CMV is the most common congenital and perinatal viral infection and the fetus may become infected as a consequence of primary and recurrent maternal infections [
2]. Five percent of all congenitally infected children have severe disease, another 5 % have mild involvement, and 90 % are born with subclinical but chronic CMV infections [
4]. Long-term sequelae occur in 40–58 % of symptomatic children and in 13.5 % of asymptomatic children at birth [
4]. The most characteristic neurological problems include a mild increase in cerebrospinal fluid protein, sensorineural hearing loss and chorioretinitis. Active CMV infection is confirmed by virus isolation from the urine, saliva, washings, breast milk, cervical secretions and tissues obtained by biopsy using PCR for the detection of CMV-DNA. CMV retinitis is known to occur in immunosuppressed individuals, and its incidence has increased over the last few years as a result of acquired immunodeficiency syndrome (AIDS) [
5]. However, congenital CMV infection-associated retinitis may occur in patients with no systemic immune dysfunction [
6]. The present patient was referred to us at 1 day of age, and he showed remarkable dilation of the retinal vessels and arterio-venous anastomoses in both eyes associated with congenital symptomatic CMV infection. Although the extent of immunosuppression was not determined, the diagnosis was made by clinical findings and cultures of blood and urine, from which the virus was isolated. These findings strongly suggested an active, systemic CMV infection.
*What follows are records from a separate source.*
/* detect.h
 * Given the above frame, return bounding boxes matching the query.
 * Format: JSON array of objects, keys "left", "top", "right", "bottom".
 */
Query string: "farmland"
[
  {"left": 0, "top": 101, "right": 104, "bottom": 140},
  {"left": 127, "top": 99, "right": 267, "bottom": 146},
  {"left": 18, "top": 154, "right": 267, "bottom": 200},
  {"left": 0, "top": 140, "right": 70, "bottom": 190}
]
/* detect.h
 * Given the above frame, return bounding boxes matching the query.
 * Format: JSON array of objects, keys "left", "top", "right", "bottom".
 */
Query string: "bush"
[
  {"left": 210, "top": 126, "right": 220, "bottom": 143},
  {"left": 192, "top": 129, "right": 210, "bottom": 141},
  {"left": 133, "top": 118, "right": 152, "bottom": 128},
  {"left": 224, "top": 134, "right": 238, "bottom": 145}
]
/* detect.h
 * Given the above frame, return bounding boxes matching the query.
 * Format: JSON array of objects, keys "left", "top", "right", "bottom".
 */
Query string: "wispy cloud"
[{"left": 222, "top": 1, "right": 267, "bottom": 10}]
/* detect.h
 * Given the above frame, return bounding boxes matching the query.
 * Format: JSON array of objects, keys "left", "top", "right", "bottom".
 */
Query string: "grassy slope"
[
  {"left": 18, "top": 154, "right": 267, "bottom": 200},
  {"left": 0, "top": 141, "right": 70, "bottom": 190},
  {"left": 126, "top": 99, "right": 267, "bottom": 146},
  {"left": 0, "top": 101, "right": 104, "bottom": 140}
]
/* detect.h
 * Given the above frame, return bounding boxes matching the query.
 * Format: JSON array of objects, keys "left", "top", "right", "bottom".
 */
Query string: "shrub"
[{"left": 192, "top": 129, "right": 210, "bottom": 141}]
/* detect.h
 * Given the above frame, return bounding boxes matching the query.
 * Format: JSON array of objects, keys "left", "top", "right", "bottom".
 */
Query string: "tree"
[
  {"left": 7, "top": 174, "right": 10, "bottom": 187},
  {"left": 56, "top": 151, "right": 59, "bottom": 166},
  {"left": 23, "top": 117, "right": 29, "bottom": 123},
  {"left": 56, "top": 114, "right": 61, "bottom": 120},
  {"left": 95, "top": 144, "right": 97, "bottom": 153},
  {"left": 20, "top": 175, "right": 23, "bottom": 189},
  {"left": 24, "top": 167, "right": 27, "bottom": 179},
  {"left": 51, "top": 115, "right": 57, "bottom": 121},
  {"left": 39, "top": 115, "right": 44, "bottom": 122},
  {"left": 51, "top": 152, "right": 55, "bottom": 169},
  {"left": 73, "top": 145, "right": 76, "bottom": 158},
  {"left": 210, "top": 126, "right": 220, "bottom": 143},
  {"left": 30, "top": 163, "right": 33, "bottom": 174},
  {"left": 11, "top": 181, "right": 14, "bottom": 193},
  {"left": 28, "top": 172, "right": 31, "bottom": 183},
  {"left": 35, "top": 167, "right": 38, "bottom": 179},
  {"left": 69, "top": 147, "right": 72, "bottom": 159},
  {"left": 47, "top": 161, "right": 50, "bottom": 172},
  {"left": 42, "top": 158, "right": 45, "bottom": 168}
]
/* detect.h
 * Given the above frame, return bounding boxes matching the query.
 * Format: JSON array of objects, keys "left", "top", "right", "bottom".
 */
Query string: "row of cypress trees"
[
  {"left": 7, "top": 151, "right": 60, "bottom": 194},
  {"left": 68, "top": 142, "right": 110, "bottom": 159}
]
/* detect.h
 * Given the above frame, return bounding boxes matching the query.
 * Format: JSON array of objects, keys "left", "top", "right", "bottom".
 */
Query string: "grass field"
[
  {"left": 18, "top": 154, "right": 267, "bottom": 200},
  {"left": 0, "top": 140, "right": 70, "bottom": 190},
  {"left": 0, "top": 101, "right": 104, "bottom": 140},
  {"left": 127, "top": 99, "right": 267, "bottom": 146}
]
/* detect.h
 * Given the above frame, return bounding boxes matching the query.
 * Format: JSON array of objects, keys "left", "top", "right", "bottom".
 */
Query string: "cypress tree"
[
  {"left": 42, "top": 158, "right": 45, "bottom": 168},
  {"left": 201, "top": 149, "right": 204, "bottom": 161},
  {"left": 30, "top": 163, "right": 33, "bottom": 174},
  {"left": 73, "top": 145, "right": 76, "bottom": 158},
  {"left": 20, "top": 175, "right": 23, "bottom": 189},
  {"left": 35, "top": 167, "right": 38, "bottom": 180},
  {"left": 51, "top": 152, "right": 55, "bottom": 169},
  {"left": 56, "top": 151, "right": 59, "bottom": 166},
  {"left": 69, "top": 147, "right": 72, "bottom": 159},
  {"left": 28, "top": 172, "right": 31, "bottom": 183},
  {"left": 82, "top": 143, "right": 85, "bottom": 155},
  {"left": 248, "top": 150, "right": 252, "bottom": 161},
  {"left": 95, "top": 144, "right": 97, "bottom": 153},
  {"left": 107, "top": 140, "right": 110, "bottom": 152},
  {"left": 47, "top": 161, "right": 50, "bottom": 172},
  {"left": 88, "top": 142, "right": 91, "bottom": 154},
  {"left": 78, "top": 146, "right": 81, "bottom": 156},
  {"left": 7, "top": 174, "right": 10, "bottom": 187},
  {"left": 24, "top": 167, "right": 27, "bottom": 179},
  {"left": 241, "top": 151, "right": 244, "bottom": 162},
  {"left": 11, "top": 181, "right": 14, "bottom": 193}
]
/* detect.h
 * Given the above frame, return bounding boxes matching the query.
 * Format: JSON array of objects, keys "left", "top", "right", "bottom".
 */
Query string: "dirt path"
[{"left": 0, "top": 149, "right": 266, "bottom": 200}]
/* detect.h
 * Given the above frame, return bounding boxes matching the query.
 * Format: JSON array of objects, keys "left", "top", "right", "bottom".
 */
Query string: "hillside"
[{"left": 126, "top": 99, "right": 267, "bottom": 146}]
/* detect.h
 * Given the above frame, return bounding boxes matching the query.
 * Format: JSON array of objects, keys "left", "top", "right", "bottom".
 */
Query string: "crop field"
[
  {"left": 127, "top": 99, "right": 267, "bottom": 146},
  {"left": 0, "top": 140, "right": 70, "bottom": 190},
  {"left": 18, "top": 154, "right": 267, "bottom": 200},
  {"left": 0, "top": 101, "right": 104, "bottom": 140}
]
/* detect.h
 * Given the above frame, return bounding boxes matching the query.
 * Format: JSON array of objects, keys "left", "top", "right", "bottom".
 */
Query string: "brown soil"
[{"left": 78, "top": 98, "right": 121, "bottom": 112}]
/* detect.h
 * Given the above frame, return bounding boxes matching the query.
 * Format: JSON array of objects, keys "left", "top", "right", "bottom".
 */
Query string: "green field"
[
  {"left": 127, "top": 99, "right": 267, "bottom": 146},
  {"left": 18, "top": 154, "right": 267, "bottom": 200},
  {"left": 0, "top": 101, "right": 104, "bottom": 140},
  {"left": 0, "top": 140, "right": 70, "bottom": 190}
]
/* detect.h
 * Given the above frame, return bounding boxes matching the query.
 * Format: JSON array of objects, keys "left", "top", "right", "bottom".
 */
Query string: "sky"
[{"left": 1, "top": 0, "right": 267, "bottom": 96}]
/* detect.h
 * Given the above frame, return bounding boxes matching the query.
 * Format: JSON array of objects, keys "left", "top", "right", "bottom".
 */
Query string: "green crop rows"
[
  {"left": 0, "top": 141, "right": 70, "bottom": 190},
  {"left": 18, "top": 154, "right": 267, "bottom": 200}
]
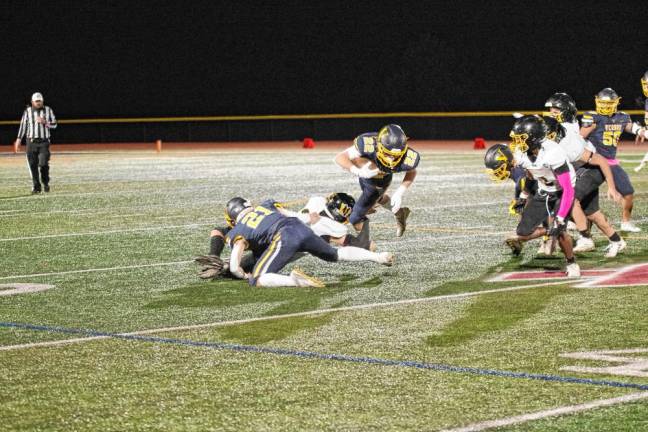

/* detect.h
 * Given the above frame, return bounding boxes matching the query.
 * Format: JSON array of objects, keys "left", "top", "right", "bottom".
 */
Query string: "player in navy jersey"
[
  {"left": 580, "top": 88, "right": 648, "bottom": 232},
  {"left": 224, "top": 197, "right": 393, "bottom": 287},
  {"left": 334, "top": 124, "right": 420, "bottom": 237}
]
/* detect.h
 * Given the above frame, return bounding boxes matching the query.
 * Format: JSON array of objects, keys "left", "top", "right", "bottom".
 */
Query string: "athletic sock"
[
  {"left": 209, "top": 235, "right": 225, "bottom": 256},
  {"left": 609, "top": 232, "right": 621, "bottom": 242},
  {"left": 257, "top": 273, "right": 296, "bottom": 287},
  {"left": 337, "top": 246, "right": 379, "bottom": 262},
  {"left": 579, "top": 230, "right": 591, "bottom": 239}
]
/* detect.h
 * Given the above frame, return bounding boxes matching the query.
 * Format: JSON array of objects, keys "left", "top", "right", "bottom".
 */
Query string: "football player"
[
  {"left": 542, "top": 95, "right": 626, "bottom": 257},
  {"left": 195, "top": 193, "right": 374, "bottom": 280},
  {"left": 635, "top": 71, "right": 648, "bottom": 171},
  {"left": 225, "top": 197, "right": 394, "bottom": 287},
  {"left": 504, "top": 115, "right": 580, "bottom": 277},
  {"left": 580, "top": 88, "right": 648, "bottom": 232},
  {"left": 334, "top": 124, "right": 420, "bottom": 237}
]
However, retinal arterio-venous anastomosis has not been previously described in conjunction with congenital CMV infection [
7] except for one German article that reported aplasia of retinal vessels in a patient with congenital CMV infection [
8]. As a differential diagnosis, we considered ROP due to FGR. However, it is unlikely that retinal vessel abnormalities due to ROP would promptly regress in a few days with only oral valgancyclovir. The present case showed retinal vessel abnormalities at 1 day of age after 36 weeks’ gestation. A previous report demonstrated severe retinitis and optic neuritis at 1 day of age in an infant born at 35 weeks’ gestation weighing 1180 g [
9]. Interestingly, rapid and dramatic improvement of retinitis and optic neuritis was observed three days after an intravitreal injection of ganciclovir in that case; a similar rapid improvement was found in the present case. Therefore, we speculated that the fundus manifestations might be affected by the underlying state (including duration) of the ocular CMV infection although the details remain unclear. However, it is possible that our case also had mild retinitis and optic neuritis since chorioretinal atrophy at the macula and around the optic disc was subsequently found at three months of age. The mechanism describing how CMV influences retinal vascular structure is largely unknown, but previous studies showed that CMV induces proinflammatory and angiogenic cytokines in retinal pericytes [
10,
11] and induces an anti-migratory and anti-angiogenic endothelial cell phenotype. These two changes could have a detrimental effect on vasculature development.